Let $p$ be a prime and let $K$ be a finite extension of $\mathbb{Q}_p$. Suppose $L/K$ is a tamely ramified Galois extension. I want to show that if $\sigma$ is a lift of the Frobenius element of the Galois group of the residue field extension and $\tau$ is a generator of $\textrm{Gal}(L/E)$ where $E$ is the maximal unramified subextension of $L$, then $\sigma\tau\sigma^{-1} = \tau^q$ where $q$ is the order of the residue field of $K$.
I know that $L = E(\lambda^{1/e}$) where $\lambda$ is some uniformizer for $E$ and $e$ is the ramification index of $L/K$. If $\sigma(\lambda^{1/e})$ is another $e$-th root of $\lambda$, then I can show the desired relation holds. However, it seems to me that we can't be sure this is the case, because $\lambda$ may not be in $K$.
Let $\pi$ be a uniformizer of the totally ramified extension $L/E$. We have a map: $$\theta: \text{Gal}(L/E) \to U_L/U^{(1)}_L\qquad \tau_0\mapsto \tau_0(\pi)/\pi$$ where $U_L$ is the unit group of $\mathcal{O}_L$, and $U^{(1)}_L = 1+\mathfrak{p}_L$. This map is independent of the unifromizer $\pi$ chosen. Its kernel is the wild ramification group, which is trivial since $L/K$ is assumed to be tamely ramified. Hence $\theta$ is injective.

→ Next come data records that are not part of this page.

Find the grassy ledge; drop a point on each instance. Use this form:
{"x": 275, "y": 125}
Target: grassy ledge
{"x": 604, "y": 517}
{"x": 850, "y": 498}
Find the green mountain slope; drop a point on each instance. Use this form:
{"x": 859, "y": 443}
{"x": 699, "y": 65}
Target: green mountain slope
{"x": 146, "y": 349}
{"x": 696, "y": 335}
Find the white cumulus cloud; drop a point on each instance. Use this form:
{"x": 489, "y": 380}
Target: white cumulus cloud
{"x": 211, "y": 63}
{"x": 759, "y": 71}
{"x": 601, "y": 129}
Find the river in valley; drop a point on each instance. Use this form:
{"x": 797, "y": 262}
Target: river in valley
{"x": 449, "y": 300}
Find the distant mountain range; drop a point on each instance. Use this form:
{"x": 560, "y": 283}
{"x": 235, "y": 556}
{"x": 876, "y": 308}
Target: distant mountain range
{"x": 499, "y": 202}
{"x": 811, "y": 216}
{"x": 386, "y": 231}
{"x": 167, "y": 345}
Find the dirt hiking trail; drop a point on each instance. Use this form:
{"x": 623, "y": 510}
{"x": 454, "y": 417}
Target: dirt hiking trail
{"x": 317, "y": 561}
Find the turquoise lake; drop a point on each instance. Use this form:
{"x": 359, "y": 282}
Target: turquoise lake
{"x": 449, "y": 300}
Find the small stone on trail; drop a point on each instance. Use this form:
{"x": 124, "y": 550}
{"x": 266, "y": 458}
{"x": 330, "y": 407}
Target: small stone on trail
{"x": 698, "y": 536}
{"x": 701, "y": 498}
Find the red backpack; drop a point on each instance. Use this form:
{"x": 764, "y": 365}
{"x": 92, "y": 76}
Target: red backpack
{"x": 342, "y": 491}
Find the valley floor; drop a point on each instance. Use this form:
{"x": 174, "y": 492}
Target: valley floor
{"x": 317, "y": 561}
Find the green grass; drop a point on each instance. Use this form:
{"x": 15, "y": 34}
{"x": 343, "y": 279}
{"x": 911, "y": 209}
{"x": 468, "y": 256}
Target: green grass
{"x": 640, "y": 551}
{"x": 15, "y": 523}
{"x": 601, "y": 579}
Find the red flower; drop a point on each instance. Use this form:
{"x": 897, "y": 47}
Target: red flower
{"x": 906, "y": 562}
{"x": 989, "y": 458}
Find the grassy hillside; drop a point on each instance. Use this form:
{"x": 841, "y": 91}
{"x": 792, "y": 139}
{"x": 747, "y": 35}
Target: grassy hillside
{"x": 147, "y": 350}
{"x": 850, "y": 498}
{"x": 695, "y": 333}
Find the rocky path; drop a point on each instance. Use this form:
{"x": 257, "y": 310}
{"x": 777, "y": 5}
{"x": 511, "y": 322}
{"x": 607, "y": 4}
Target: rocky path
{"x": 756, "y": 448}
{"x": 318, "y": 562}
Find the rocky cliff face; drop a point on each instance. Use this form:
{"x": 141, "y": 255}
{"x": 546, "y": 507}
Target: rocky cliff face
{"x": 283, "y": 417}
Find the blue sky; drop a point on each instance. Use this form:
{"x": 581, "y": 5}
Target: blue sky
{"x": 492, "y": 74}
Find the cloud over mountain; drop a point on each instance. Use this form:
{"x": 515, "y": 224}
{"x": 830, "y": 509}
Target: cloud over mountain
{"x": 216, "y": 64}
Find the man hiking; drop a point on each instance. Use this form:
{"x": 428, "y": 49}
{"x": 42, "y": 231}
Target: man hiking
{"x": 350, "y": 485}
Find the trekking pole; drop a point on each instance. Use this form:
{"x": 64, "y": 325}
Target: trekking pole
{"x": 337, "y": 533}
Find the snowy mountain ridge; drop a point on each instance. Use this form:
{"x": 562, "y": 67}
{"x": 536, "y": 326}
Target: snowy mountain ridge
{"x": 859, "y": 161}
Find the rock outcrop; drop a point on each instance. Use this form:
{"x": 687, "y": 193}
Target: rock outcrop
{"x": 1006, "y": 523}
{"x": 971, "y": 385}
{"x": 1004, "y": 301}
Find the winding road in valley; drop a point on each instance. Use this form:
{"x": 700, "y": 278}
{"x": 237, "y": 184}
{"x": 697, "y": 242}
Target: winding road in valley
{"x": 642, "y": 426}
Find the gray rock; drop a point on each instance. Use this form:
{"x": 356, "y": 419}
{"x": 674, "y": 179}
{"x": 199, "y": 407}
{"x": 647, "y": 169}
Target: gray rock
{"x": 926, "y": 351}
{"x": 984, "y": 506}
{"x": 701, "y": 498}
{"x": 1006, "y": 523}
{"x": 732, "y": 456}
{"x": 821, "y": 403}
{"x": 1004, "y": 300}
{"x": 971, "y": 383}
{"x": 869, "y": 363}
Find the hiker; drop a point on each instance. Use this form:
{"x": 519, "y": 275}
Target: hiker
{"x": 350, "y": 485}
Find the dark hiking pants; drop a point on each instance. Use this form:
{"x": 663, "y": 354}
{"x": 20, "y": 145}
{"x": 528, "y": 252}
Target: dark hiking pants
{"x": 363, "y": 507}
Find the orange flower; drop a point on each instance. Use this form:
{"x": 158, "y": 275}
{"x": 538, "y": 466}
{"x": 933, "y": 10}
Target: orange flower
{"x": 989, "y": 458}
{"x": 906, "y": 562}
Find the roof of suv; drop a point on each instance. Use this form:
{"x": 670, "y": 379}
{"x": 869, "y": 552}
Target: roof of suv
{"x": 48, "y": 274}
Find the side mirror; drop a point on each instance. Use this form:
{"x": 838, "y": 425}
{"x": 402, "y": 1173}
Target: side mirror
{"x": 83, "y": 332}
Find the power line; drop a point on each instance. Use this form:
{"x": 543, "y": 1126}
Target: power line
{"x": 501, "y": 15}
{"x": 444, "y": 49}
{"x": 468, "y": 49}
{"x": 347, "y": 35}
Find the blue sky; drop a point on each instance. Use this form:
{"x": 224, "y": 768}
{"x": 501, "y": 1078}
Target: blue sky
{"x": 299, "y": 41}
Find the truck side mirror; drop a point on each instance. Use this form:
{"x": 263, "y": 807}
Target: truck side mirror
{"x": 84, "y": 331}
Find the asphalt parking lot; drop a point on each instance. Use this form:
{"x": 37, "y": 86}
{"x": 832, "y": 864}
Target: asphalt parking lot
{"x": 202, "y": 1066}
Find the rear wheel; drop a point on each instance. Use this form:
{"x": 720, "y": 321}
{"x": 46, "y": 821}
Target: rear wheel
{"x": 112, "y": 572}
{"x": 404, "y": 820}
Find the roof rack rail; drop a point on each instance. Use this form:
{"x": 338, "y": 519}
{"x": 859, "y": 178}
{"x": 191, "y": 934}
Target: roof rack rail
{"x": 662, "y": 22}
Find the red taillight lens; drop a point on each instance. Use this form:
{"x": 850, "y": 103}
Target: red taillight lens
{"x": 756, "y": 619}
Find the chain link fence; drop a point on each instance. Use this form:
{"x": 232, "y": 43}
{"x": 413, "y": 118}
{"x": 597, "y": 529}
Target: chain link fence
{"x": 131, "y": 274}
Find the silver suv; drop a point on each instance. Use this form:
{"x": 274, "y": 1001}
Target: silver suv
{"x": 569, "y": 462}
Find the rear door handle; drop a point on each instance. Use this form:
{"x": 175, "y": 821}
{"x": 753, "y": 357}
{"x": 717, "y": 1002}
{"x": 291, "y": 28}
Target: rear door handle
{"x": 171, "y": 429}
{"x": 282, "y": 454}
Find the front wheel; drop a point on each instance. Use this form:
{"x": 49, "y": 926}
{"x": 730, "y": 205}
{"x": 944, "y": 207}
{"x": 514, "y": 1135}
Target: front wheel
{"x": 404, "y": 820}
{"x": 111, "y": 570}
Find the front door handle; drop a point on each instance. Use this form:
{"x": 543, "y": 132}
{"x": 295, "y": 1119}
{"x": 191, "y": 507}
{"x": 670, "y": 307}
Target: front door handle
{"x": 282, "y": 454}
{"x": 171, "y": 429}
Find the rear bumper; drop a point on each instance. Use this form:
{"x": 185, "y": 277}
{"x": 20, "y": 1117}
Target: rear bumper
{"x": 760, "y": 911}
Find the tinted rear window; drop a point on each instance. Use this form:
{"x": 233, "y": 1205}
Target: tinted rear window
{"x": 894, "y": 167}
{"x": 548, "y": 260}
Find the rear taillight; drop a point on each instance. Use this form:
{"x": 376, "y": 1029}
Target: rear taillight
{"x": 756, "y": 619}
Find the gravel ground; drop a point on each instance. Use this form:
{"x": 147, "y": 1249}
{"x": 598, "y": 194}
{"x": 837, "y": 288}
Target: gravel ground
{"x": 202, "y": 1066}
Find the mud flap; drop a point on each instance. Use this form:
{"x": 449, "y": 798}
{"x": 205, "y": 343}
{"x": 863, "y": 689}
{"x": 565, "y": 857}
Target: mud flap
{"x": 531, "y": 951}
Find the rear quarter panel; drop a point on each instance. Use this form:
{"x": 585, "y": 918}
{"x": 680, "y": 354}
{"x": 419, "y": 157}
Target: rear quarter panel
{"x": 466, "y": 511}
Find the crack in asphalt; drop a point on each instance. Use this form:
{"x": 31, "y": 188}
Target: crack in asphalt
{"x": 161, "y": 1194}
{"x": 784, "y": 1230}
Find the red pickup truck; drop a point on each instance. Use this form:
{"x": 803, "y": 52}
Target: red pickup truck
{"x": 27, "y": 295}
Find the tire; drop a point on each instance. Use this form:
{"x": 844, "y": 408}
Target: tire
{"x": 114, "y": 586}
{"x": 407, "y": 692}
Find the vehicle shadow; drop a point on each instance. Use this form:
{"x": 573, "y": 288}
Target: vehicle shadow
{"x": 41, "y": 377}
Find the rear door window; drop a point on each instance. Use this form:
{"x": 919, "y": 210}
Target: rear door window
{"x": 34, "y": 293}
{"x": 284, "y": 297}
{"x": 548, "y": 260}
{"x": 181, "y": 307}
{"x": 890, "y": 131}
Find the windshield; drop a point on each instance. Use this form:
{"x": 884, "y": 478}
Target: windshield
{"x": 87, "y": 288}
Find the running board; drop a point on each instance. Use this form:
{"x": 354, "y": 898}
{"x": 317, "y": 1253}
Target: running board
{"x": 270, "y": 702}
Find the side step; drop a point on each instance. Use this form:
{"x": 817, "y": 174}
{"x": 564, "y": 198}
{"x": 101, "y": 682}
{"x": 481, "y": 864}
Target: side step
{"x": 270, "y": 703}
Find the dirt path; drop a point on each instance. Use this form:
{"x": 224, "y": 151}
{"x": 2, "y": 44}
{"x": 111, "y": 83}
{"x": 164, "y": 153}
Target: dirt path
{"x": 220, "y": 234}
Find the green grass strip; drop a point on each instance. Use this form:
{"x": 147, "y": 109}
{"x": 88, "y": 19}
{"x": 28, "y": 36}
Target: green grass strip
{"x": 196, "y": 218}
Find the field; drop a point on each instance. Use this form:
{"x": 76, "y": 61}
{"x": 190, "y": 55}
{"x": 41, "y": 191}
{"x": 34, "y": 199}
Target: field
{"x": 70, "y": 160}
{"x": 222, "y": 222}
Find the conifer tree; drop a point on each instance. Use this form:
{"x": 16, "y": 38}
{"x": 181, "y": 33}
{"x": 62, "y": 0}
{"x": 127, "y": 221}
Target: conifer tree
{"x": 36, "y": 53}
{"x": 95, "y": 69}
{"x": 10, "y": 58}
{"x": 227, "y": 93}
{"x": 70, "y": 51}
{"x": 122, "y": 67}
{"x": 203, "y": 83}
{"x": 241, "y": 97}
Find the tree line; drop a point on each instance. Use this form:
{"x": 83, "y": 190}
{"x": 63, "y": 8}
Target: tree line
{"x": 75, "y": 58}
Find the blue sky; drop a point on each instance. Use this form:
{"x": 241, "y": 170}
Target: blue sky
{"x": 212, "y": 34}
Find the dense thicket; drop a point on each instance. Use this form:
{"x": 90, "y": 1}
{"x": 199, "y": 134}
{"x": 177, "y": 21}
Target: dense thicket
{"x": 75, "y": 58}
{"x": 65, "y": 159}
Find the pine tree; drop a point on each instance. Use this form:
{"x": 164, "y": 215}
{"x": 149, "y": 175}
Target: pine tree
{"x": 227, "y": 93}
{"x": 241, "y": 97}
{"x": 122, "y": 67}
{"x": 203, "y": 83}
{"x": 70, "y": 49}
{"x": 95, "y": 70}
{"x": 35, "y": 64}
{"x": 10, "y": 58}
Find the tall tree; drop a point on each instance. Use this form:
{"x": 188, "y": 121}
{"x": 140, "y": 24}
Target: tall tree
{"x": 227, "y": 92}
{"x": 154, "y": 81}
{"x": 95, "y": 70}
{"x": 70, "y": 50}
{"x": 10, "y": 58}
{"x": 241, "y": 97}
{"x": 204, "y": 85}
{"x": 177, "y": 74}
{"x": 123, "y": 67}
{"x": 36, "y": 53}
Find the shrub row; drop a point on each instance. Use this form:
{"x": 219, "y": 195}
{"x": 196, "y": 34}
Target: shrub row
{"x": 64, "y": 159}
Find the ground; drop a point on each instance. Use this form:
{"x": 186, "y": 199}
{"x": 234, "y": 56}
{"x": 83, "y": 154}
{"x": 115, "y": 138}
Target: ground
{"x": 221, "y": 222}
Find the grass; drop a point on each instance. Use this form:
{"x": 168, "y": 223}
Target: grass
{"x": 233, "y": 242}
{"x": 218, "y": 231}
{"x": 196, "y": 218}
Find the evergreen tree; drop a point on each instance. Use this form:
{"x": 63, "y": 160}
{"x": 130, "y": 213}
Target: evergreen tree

Denote $\tau(\pi)\equiv a\pi \pmod{\mathfrak{p}_L^2}$. Then $$\tag{1}\sigma\tau(\pi) \equiv \sigma(a)\sigma(\pi) \equiv a^q\sigma(\pi) \pmod{\mathfrak{p}_L^2}$$ because $\sigma$ acts like Frobenius. Moreover, since $\theta$ is independent of unifromizer, we have $\tau(\sigma(\pi))\equiv a\sigma(\pi) \pmod{\mathfrak{p}_L^2}$, so $$\tau^2(\sigma(\pi))\equiv \tau(a)\tau(\sigma(\pi))\equiv \tau(a)a\sigma(\pi) \equiv a^2\sigma(\pi) \pmod{\mathfrak{p}_L^2}$$ the last equality follows from the fact that $\tau$ acts on residual field trivially. Induction shows $$\tau^q(\sigma(\pi))\equiv a^q\sigma(\pi) \pmod{\mathfrak{p}_L^2}$$
Comparing with $(1)$ shows that $\sigma\tau$ and $\tau^q\sigma$ have same image under $\theta$. Injectivity of $\theta$ proves your claim.